執拗だった脅迫、流れ変えた地裁決定 「暴力認めない」声上げ続ける
明日も喋ろう 「表現の不自由展 東京2022」実行委員会共同代表・岡本有佳さん
展示拒否などにあい発表の機会を奪われた作品を集めた「表現の不自由展」。国際芸術祭「あいちトリエンナーレ2019」での一時中止は、大きな注目を集めました。その後、中止を求める脅迫や街宣を受けても、会場の利用を断られることがあっても、関係者は開催へ向けた努力を続けてきました。
今年の5月3日は、朝日新聞阪神支局に男が侵入して散弾銃を撃ち、記者2人が死傷した事件から35年になります。

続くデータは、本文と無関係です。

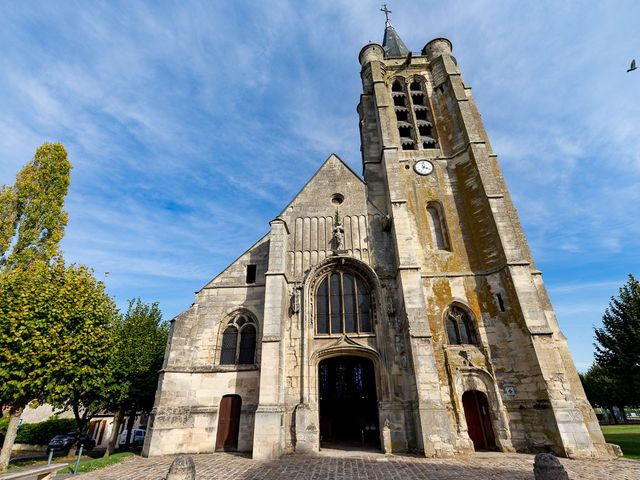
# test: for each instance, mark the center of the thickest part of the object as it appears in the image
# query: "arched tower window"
(403, 117)
(437, 226)
(422, 113)
(343, 305)
(459, 326)
(239, 342)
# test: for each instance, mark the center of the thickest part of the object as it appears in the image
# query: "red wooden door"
(228, 423)
(474, 425)
(476, 411)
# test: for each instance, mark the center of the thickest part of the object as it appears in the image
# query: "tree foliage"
(141, 341)
(618, 347)
(141, 338)
(32, 218)
(86, 316)
(32, 222)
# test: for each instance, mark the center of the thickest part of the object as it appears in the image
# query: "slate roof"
(392, 43)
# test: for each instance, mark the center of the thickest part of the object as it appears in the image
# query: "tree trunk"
(10, 437)
(624, 414)
(613, 415)
(130, 422)
(115, 432)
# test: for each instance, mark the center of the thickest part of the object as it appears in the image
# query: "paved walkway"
(333, 465)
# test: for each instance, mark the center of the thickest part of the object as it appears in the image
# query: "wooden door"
(479, 427)
(228, 423)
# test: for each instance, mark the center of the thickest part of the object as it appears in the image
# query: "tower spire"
(387, 22)
(392, 43)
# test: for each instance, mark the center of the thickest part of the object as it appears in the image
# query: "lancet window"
(460, 329)
(239, 342)
(343, 305)
(437, 226)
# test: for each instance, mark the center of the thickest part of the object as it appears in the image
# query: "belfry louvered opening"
(403, 120)
(343, 305)
(413, 115)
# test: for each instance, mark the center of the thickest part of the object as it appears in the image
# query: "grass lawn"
(95, 464)
(627, 436)
(87, 464)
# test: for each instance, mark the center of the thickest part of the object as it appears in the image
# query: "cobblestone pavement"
(333, 465)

圧力に屈せず、表現の自由の大切さを訴え続ける思いとは。表現の不自由展運営の中心メンバーで編集者の岡本有佳さんに聞きました。
「スタート地点変わった」実感
〈表現の不自由展は2015年に東京で初めて開かれた。きっかけは、12年に東京で元慰安婦の写真展が中止となったことだった〉
会場側から中止通告を受けた写真家・安世鴻(アンセホン)さんが裁判を起こし、私を含めて、中止を「おかしい」と感じた市民が裁判を支援しました。そのなかから、日本の社会にある「検閲」を目に見えるようにするために展覧会を開こうという声が上がりました。
最初の会場は東京・練馬の小さなギャラリー。展示に反対する人たちのデモなどはありましたが、事前に地元警察や区役所と警備態勢などについて協議しており、2週間の会期を大きなトラブルなく終えることができました。
妨害が顕在化したのは、国際芸術祭「あいちトリエンナーレ2019」(あいトリ)。脅迫電話やテロ予告を理由に、主催者がわずか3日で展示中止にしてしまった。妨害した人たちにとって「成功体験」になってしまった。